I’m often amazed at the iPhone’s ability to make a picture the looks better than the same picture made with a DSLR. This shot was an afterthought. I had been attempting to shoot this scene of the Golden Gate Bridge at sunrise for a good half hour but could not manage to get a shot I liked. I finally gave up and started to head back to the car when I decided to snap a couple of iPhone shots for the heck of it. Once I got back home and started looking at the shots, I liked what I saw.
Hello, my name is Brandon Doran. I’m a Software Developer by trade but photography is my obsession. I live and work in San Francisco, CA, which provides no shortage or photographic opportunity. I got an iPhone4 in July 2010 and it has opened up a whole new world of photography for me because it’s a camera you can take anywhere.
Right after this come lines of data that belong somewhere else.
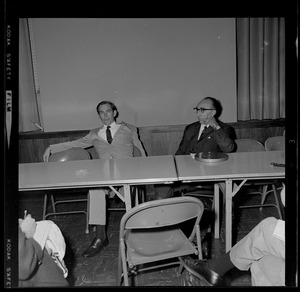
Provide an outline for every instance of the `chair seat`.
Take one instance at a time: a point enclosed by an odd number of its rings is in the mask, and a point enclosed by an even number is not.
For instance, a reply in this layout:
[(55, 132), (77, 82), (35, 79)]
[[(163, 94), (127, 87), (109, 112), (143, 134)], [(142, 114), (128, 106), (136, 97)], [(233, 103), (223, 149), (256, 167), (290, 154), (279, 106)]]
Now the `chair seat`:
[(197, 254), (195, 246), (178, 229), (157, 232), (129, 231), (127, 235), (129, 265), (135, 266), (172, 257)]

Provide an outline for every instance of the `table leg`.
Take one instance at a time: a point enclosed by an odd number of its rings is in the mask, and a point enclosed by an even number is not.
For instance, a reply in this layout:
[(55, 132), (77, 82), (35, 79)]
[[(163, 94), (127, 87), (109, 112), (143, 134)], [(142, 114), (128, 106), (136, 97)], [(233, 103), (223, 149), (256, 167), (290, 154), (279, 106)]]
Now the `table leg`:
[(215, 213), (215, 238), (220, 238), (220, 188), (214, 184), (214, 213)]
[(232, 245), (232, 180), (226, 180), (225, 189), (225, 252), (228, 252)]
[(130, 186), (129, 185), (124, 185), (124, 197), (125, 197), (125, 207), (126, 207), (126, 212), (127, 212), (132, 208)]

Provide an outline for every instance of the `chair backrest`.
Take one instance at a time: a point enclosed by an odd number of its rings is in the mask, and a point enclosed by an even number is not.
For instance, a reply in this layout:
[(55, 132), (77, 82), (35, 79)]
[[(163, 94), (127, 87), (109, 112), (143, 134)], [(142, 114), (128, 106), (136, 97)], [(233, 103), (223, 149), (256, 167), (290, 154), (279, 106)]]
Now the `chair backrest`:
[(236, 152), (255, 152), (265, 151), (264, 145), (255, 139), (236, 139)]
[[(147, 229), (176, 225), (193, 218), (197, 218), (196, 226), (200, 222), (203, 211), (203, 203), (199, 199), (189, 196), (142, 203), (124, 214), (120, 223), (120, 233), (125, 229)], [(193, 228), (192, 233), (195, 233), (195, 228)]]
[(270, 137), (265, 141), (265, 148), (267, 151), (285, 150), (285, 137), (275, 136)]
[(88, 160), (91, 159), (89, 152), (80, 147), (73, 147), (68, 150), (53, 153), (48, 161), (69, 161), (69, 160)]

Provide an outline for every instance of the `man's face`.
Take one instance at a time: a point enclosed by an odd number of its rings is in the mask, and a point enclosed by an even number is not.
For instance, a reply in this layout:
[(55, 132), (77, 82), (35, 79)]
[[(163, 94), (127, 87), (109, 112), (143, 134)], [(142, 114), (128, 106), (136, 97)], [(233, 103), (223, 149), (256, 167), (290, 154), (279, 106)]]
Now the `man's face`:
[(216, 114), (212, 102), (209, 99), (200, 101), (197, 108), (197, 117), (201, 124), (207, 124), (207, 118), (213, 117)]
[(103, 104), (99, 107), (99, 117), (104, 125), (110, 125), (114, 122), (116, 111), (113, 111), (110, 104)]

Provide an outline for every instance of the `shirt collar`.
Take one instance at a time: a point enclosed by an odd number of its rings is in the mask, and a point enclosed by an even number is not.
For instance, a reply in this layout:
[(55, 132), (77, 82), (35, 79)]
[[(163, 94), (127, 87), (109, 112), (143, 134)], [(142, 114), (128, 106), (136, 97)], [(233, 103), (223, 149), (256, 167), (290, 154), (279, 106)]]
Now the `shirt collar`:
[[(116, 127), (116, 122), (112, 122), (110, 125), (110, 128), (113, 129)], [(107, 129), (107, 125), (104, 125), (104, 129), (106, 130)]]

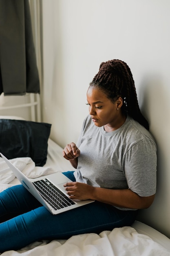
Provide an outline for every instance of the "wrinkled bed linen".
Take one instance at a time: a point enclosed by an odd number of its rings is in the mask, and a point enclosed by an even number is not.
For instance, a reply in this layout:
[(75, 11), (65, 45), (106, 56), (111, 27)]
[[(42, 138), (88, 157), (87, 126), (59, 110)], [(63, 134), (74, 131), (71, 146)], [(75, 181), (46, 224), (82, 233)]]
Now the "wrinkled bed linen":
[(170, 256), (170, 253), (132, 227), (115, 228), (99, 235), (84, 234), (66, 240), (42, 241), (2, 256)]
[[(55, 172), (53, 168), (48, 166), (35, 166), (29, 157), (15, 158), (11, 161), (29, 178), (36, 178)], [(15, 178), (4, 160), (0, 158), (0, 191), (13, 186), (11, 183), (16, 180)], [(1, 255), (170, 256), (170, 252), (148, 236), (139, 234), (132, 227), (125, 227), (115, 228), (111, 231), (104, 231), (99, 235), (88, 234), (73, 236), (67, 240), (36, 242), (20, 250), (9, 251)]]
[[(10, 161), (28, 178), (37, 178), (55, 172), (51, 167), (35, 166), (35, 163), (30, 157), (18, 157)], [(12, 171), (4, 160), (0, 157), (0, 191), (11, 186), (13, 185), (9, 183), (12, 182), (15, 178)]]

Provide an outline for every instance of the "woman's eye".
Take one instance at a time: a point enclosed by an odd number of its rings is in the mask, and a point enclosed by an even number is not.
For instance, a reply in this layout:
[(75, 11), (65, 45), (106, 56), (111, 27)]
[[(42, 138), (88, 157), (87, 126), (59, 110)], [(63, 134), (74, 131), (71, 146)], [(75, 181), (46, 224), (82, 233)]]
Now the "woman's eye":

Occasionally, it all just works out.
I’d been wrestling with how I wanted to proceed with my photography. I picked up an eye-fi card for wirelessly transferring my DSLR photos to my iPhone, but the workflow wasn’t really working for me, plus I had to carry all this extra gear. I’d been going back and forth, and I would occasionally end up with a really beautiful photo, but the experience just wasn’t nearly as pleasant as straight iPhone photography. Walking through downtown San Francisco, I spotted this beautiful shadow being created by a few trees on Kearney street, contrasting against the hard lines and angles of the building. I snapped it with Camera+, boosted the contrast with the Clarity setting and flipped it into the Ansel effect. After seeing the results, with the sunbeam sparkling in the corner, I decided the DSLR just was no longer worth the hassle, and gave it to a friend.
Coming from the SLR world, one of my favorite tools to use in photography is shallow depth of field. Moving from my Pentax kit to the iPhone, I was pretty certain this would be one area I’d basically have to give up on. Luckily there’s almost no end to faking this look in software, with apps like Tilt-Shift Generator, SynthCam, and good ol’ Camera+.
However, I’ve recently found that with the iPhone 4’s camera, you can even manage to get some pretty beautiful creamy backgrounds by getting crazy close to your subject, and making sure that the iPhone is focusing on the closest possible point.
It’s pretty exciting to me to be able to get this result naturally out of something that’s practically weightless.